エントランスから脇に入り少し進み外付けの非常階段に取り付くと、そのまま銃を構えながら一気に駆け上がって行く栗栖とルーツィア!
ひとつの階層を20秒足らずで駆け抜けていく2人!
約4分で目的の13階に到達し、目標の部屋に向かう廊下を栗栖が斥候となり、安全確保しながら進んで行く!

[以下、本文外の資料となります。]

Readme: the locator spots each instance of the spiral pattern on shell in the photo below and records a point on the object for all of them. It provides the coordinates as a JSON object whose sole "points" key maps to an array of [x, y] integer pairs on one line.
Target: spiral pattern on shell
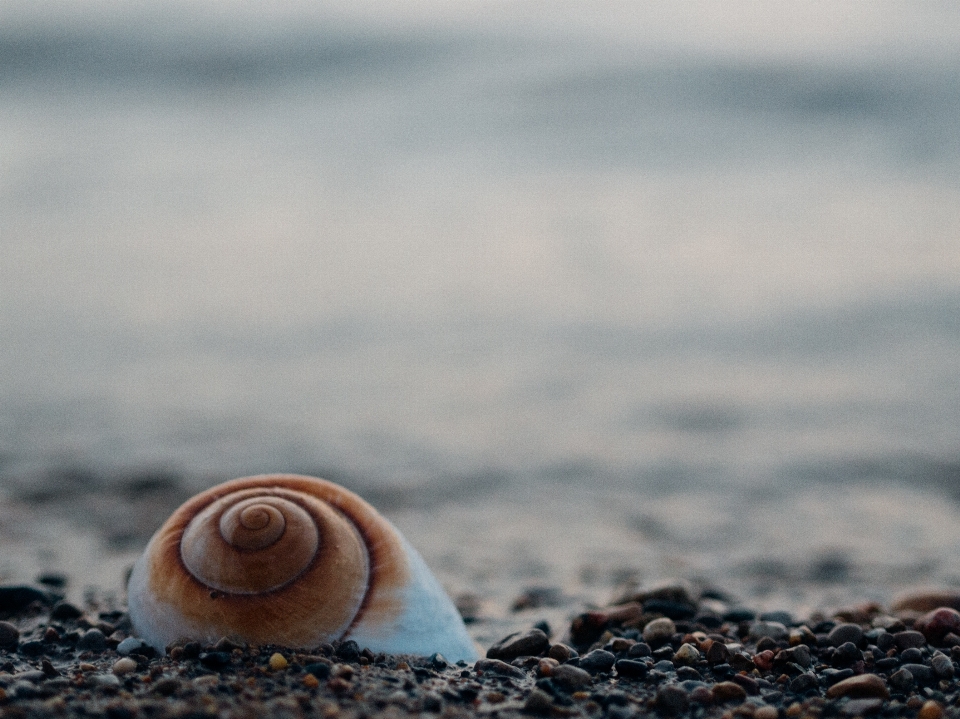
{"points": [[280, 559]]}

遠くで聞こえていた散発的な銃撃音が近付き、目標の近くの曲がり角が近付くと栗栖はルーツィアに「止まれ」のハンドサインを出し、身を潜めるとそっと様子を伺う。
(この位置は目標の部屋まで3mと言う所だったか)
ESUが戸口破砕した戸口の陰からAR-15やMAC-11やM870を無差別に撃ちまくる『死灰』の構成員と、それに応戦する警官隊を確認する。栗栖達は警官隊とテロリスト達のほぼ中間地点にいる事になる。
「どうするの、クリス?」
後ろにいたルーツィアが小声で指示を仰いで来る。その時警官隊が栗栖達に気付きハンドサインを送って来た。向こうのハンドサインに答えた栗栖は
「ルーツィア。スタングレネードを投げ込んで2秒で突入。準備しろ」
スタングレネードを手に取るとルーツィアに短く指示を出す。
「了解」
その返事と共にCAR-15の安全装置を外すルーツィア。
栗栖は曲がり角が飛び出すとスタングレネードの安全ピンを抜き室内に向かい投擲する!
一瞬の間をおいてテロリストが立て篭る部屋に目も眩む閃光が生まれ、耳を劈く様な激しい音が鳴り響いた。
アサルトライフル アーマーライトAR-15
全長999mm/銃身長508mm/重量3,500g/口径5.56mm/
使用弾5.56×45mmNATO弾/装弾数20/30発
サブマシンガン ミリタリーアーマメントコーポレーションMAC-11/9
全長248mm(ストック延531mm)/銃身長129mm/重量1,565g/
口径9mm/使用弾9×19mmパラベラム弾/装弾数20/30発
ショットガン レミントンM870
全長1180mm/銃身長660mm/重量3100g/口径18.5mm/
使用弾12ゲージ/装弾数5発
アサルトカービン コルトCAR-15
全長853mm/銃身長381mm/重量2,720g/口径5.56mm/
使用弾556×45mmNATO弾/装弾数20/30発
サブマシンガン H& K MP5
全長550mm(ストック延700mm)/銃身長225mm/重量3,080g/
口径9mm/使用弾9×19mmパラベラム弾/
装弾数10/15/20/30/32発
次回更新は二週間後です。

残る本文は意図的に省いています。